Opini
Melawan Terorisme dengan Cinta
Tulisan ini adalah versi asli dari yang dimuat dalam Koran Sindo di sini.
Baru-baru ini kita dikejutkan
oleh serangan sekelompok teroris yang menyerang Kota Paris, Ibukota Perancis
tepatnya pada hari Jumat, 13 November 2015. Serangan tersebut menewaskan tidak
kurang dari 132 orang masyarakat sipil. Kejadian ini, sekali lagi menjadi duka
bagi kemanusiaan maupun bagi Islam itu sendiri.
Seorang pria muslim di Paris mengangkat papan bertuliskan 'Saya seorang muslim. Saya bukanlah teroris.'
foto: http://edition.cnn.com/2015/11/19/europe/paris-attacks-at-a-glance/
Serangan yang diklaim oleh Negara
Islam Irak dan Suriah (NIIS) tersebut ditengarai karena kebijakan negara
Perancis yang ikut dalam koalisi Amerika Serikat melakukan serangan terhadap
basis kekuatan NIIS di Suriah. Bahkan menurut salah satu saksi, seorang teroris
yang melakukan penyanderaan di Paris menyerukan,”Ini untuk Suriah” sebelum
menembakan senapan Kalashnikov ke para sandera.

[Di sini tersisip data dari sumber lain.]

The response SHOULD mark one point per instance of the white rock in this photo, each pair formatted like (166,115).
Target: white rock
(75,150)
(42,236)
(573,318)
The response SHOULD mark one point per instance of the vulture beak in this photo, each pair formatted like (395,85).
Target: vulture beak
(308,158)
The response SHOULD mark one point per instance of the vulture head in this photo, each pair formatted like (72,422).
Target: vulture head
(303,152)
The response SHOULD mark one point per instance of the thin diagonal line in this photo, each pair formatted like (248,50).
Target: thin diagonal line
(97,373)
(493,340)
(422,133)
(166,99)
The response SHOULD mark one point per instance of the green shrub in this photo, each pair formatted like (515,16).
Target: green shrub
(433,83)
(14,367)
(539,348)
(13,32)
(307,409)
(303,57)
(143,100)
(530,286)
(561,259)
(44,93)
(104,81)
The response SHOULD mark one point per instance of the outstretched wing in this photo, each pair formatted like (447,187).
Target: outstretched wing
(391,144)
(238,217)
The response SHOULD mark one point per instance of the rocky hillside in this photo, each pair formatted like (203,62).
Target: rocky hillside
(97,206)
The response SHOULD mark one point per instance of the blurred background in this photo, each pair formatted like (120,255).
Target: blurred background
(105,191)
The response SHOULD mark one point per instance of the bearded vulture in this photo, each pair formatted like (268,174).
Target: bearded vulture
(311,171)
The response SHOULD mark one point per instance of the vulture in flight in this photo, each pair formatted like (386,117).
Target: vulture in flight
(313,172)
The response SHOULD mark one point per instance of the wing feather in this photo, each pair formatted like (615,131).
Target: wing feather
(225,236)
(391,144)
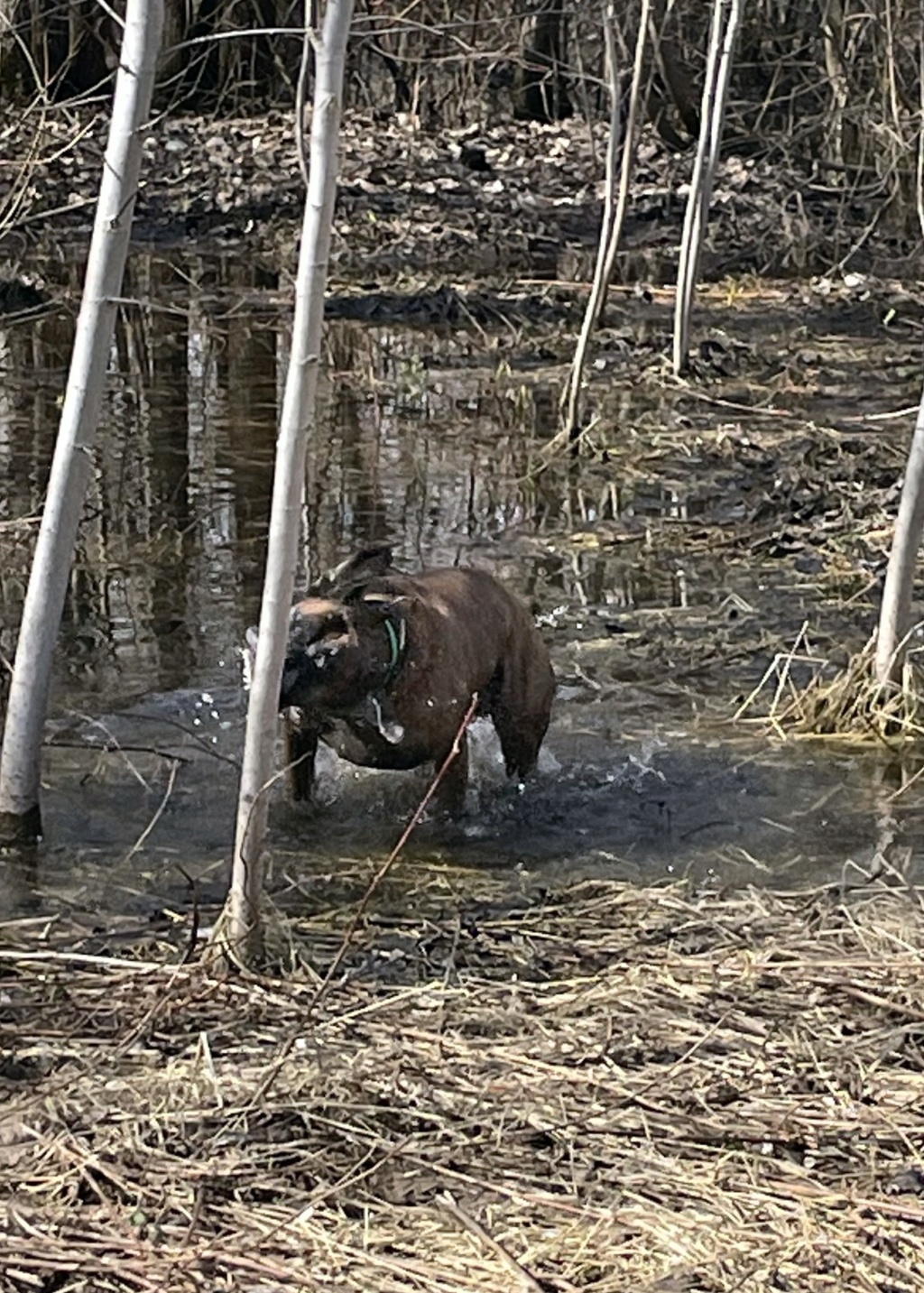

Aksi teror yang dilakukan oleh
teroris NIIS tersebut memiliki motif politik. Logika terorisme ialah bagaimana
sebuah kekuatan kecil bisa memberikan perlawanan berarti kepada kekuatan besar.
Dalam hal ini kekuatan kecil dinisbatkan kepada kelompok-kelompok teroris dan
kekuatan besar dinisbatkan pada negara-negara yang memerangi terorisme.
Oleh karenanya, para teroris ini
mencoba menyerang target-target yang bersifat simbolik ketimbang berperang
secara konvensional. Karena para teroris ini sesungguhnya mengetahui bahwa
kekuatan mereka tidaklah sebanding dengan lawan-lawan mereka. Harapannya,
dengan menyerang target simbolik, tujuan politik mereka dapat tersampaikan
yaitu merubah pola kebijakan negara-negara besar agar tidak macam-macam dengan
mereka.
Preseden sejarah mengajarkan
bahwa perang melawan terorisme pasca kejadian 9/11 dengan aksi militeristik
saja tidak efektif. Apa yang dilakukan Presiden Bush junior dengan menginvasi
Irak dan Afganistan setelah itu malah memunculkan bibit-bibit teroris yang
lebih banyak. Pasalnya kebijakan tersebut membuat lebih banyak korban sipil
tewas ketimbang akibat dari tindak terorisme itu sendiri. Implikasinya,
orang-orang malah semakin bersimpati dengan kelompok-kelompok teroris dan
antipati terhadap negara-negara yang memerangi terorisme.
Terorisme sejatinya ialah
ideologi. Walaupun gerakan hasil implementasi ideologi terorisme dibasmi. Ia
sejatinya tetap hidup karena ada dalam pikiran masing-masing. Apa yang
sejatinya perlu dilakukan ialah melemahkan ideologi tersebut dengan usapan
cinta dan pemahaman.
Pasca serangan di Paris, banyak
timbul kebencian terhadap muslim. Misalnya di Inggris, Al Jazeera (19/11/2015)
melansir temuan Komisi Hak Asasi Manusia Islami (IHRC) yang melaporkan bahwa
umat muslim di Inggris merasa menjadi target (kebencian) oleh media dan
institusi politik. Tindak kebencian warga Inggris mayoritas terhadap muslim
seperti itulah yang kemudian bisa menjadi penyebab terorisme muncul lebih
banyak.
Kesimpulannya, kekerasan tidak
bisa dilawan dengan kekerasan saja. Perlu strategi baru untuk memerangi
terorisme hingga ke akar pikirannya. Hal tersebut bisa dilakukan dengan
menumbuhkan rasa cinta terhadap sesama umat manusia.
Tragedi di Paris bukanlah
sebuah ironi agama melainkan ironi kemanusiaan. Agamanya tidak salah, melainkan
subjeknyalah yang menyalahgunakannya. Oleh karenanya, pemahaman terhadap cara
beragama yang benar juga perlu diberikan. Upaya preventif yang demikian lebih
efektif sebagai wujud perlawanan terhadap ideologi terorisme.